Risk-Based Lending Possible Even At Small Credit Unions - Here's How

SAN FRANCISCO—Many credit unions are on a "collision course with disaster" because they are not pricing loans correctly.

That was the message from Randy Thompson, CEO of Thompson Consulting & Training, Eagle, Idaho, who spoke at a breakout session during the California and Nevada CU Leagues' Annual Meeting & Convention here.

He said what many credit unions have been doing simply is creating rate tiers, which he asserted is not working. The interest rate being charged must account for money expended and extended, he advised. Cost of funds and charge-offs are easy to calculate, Thompson noted, but loan operation expenses also need to be accounted for.

"If we take the time to quantify the numbers, then we can be assured they are not tiered rates, but actual risk-based rates," he said.

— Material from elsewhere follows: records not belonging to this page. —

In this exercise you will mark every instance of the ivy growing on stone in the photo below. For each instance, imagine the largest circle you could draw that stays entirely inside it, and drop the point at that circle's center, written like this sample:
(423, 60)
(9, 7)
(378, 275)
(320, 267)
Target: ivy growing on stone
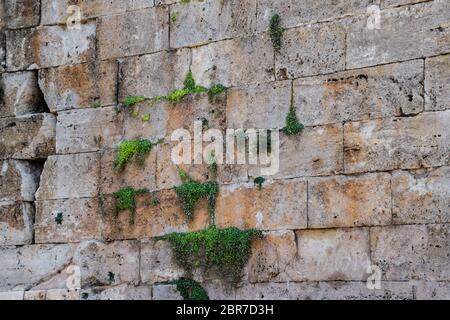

If 90% of loans CUs book are made only to "A-plus" paper, the margin tends to be very small, Thompson continued. He said they must take risk, but price for it appropriately. "Every credit union will be different," he said. "Costs, rates and margins must be updated quarterly."

Diana Michaels, CEO of $38 million Western Healthcare FCU, Concord, Calif., led the breakout session with Thompson. She said her credit union is a success story that shows a transition from tiered pricing to risk-based is possible.

"Our loan yield had dropped more than 200 basis points," she said. "To improve yield we had to increase certain aspects of risk, without throwing open our doors to all high-risk loans. We needed tools and techniques. We considered pricing for risk grade, for loan-to-value and for term. We do 100% financing for E paper, but they pay for it."

The key to the latter, she said, is to present it as a positive - tell the members who qualify for better rates they are getting it because they are putting 10% down.

To implement risk-based lending, Western Healthcare FCU's loan officers needed direction, Michaels noted. Management had to develop comprehensive and consistent policies, effective risk mitigation techniques and tools, and it had to empirically calculate risk-based pricing.

"For policies, start by clarifying acceptable loans," she advised. "Specify the percent for each grade, the terms for each grade, and the maximum loan amounts and maximum rate spreads for each grade."